The Kingdom worldview, however, is option 4; that this is a perfect picture of the Kingdom of God — of how God wants the world to be. Not only does it portray the most potentially magnificent lifestyle for we human beings but the outcomes of all our troubles today simply don’t appear in the picture at all. And God still describes his own dream as being ‘very good’. It breathtakingly describes family life with him at its very, very best. It describes our lives, physical, emotional and spiritual as being the best. It describes our relationships with each other and with God himself as being both intertwined and at their best. And God describes his picture as being ‘very good’.

The humans in the story then ‘muddied the water’ entirely by deciding they could work things out better for themselves — the most enormous error that most of us continue to make to this day. We lost everything.

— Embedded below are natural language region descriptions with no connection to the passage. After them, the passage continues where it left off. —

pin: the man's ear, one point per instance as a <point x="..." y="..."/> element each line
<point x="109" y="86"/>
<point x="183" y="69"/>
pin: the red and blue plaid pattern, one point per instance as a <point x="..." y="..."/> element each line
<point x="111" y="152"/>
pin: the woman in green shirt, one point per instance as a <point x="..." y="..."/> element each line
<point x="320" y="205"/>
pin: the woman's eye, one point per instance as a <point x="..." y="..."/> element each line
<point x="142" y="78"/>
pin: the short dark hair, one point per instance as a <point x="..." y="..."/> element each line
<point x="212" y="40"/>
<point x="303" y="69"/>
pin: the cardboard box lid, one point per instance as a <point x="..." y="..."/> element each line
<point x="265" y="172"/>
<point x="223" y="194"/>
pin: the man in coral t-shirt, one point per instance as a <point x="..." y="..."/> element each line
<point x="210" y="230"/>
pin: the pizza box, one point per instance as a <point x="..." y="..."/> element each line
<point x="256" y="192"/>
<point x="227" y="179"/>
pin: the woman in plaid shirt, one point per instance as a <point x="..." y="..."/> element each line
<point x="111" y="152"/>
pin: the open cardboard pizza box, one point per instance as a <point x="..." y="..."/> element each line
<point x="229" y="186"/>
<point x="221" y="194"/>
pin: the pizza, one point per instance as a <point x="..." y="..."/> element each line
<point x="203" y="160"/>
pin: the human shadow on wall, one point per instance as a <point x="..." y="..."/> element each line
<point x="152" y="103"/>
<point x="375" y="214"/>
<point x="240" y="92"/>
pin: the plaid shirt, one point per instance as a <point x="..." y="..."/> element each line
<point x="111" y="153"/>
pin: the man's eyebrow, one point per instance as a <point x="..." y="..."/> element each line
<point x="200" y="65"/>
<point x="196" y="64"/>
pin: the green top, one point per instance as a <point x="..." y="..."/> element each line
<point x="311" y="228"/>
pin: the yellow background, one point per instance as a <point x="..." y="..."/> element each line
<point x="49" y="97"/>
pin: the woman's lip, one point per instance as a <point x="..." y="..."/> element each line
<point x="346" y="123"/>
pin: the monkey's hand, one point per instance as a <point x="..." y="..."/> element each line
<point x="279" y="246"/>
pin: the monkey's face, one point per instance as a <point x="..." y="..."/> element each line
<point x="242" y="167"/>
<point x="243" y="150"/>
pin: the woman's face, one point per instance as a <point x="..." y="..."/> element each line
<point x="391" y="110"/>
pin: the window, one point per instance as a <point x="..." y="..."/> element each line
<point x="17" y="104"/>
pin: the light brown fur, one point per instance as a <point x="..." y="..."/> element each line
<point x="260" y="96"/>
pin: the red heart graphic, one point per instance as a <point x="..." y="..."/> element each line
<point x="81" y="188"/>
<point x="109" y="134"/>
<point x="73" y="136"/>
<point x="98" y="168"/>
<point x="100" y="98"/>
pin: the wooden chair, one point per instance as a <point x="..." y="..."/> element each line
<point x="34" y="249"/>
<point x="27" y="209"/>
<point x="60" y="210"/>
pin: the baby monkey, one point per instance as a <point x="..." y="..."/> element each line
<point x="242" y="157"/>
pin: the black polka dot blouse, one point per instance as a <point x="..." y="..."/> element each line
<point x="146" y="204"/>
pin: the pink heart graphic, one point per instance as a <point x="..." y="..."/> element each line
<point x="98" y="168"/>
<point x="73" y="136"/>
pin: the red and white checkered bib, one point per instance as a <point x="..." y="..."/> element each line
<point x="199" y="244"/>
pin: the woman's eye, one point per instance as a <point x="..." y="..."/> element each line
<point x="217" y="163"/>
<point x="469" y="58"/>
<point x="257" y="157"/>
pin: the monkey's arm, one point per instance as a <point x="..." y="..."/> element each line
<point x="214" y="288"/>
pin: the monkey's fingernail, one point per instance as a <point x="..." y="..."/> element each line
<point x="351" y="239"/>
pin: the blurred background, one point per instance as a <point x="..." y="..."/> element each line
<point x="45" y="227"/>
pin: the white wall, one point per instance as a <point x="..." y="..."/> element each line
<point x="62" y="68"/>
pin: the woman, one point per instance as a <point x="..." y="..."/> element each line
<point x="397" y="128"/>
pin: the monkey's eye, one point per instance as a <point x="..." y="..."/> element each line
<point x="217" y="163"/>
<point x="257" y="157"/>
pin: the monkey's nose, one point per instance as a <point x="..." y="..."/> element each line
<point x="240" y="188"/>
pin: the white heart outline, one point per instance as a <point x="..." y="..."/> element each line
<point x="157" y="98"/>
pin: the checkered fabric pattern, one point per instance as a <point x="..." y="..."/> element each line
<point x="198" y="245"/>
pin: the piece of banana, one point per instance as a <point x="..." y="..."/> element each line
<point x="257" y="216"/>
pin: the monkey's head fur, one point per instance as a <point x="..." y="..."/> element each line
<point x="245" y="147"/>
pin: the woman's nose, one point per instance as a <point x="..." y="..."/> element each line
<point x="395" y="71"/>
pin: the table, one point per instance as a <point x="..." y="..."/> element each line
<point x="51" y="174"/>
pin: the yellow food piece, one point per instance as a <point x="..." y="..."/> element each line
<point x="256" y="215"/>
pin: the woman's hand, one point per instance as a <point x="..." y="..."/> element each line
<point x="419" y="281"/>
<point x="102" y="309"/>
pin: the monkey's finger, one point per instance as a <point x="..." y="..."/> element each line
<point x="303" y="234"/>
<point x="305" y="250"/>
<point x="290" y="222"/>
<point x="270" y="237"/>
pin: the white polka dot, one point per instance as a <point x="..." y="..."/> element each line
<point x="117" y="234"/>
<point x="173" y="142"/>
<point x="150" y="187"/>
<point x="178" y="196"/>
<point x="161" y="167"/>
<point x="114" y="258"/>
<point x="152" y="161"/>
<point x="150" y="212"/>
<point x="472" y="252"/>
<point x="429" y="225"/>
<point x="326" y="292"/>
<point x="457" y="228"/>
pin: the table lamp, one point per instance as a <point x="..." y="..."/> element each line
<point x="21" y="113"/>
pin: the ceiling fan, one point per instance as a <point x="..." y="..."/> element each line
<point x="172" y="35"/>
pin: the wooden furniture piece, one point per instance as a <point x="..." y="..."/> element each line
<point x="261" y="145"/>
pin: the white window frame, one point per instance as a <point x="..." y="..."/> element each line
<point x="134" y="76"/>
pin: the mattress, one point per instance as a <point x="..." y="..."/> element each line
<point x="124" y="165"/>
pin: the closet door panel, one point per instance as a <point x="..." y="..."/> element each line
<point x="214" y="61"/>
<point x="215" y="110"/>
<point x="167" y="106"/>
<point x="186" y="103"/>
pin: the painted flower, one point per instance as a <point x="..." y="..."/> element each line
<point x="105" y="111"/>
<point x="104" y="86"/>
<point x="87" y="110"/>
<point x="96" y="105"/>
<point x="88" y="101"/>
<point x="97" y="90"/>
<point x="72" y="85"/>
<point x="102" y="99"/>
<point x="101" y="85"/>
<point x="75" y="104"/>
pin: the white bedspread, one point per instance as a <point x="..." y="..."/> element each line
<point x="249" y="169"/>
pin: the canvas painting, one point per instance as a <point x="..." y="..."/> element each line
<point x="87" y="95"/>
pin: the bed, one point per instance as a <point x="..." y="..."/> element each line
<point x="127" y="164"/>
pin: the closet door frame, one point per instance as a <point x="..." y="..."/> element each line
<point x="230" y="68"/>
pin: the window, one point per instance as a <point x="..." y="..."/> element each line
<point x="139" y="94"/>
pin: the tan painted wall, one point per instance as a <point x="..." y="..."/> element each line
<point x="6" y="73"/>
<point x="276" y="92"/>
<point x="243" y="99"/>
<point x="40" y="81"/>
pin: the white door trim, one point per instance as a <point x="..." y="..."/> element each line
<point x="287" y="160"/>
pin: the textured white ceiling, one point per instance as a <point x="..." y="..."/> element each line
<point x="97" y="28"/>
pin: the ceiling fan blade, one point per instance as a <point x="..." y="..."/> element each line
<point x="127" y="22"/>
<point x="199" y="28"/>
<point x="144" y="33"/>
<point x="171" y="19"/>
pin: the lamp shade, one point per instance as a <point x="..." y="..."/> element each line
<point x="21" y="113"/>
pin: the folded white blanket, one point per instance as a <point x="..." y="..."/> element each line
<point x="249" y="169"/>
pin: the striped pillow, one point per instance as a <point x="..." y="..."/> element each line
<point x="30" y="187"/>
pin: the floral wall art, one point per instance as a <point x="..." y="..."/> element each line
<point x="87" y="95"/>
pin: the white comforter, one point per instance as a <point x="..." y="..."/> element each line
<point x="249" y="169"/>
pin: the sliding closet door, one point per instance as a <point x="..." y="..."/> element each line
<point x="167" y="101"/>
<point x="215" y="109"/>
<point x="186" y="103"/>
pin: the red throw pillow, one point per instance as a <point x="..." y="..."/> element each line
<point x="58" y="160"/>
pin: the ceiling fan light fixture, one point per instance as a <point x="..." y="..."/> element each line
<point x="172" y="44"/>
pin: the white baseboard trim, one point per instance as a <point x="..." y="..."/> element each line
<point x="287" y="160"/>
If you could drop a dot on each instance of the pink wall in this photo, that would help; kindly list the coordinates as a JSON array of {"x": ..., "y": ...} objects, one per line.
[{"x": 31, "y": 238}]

Now we see Jesus in his earthly ministry, overflowing with compassion, with inclusion, with healing, with restoration, displaying the never-changing state of God’s mind towards us, a longing to see us living in our ordained family life — back in the spiritual garden with him.

We do not get closer to this ideal through regularity of church attendance or through the perfectly repetitive performance of our religion’s rituals. No, we come closer to the idea through our own discipling, through paying close attention to the words and works of Jesus that reflect God’s nature into the world. We come closer through allowing God to rebuild our relating to himself.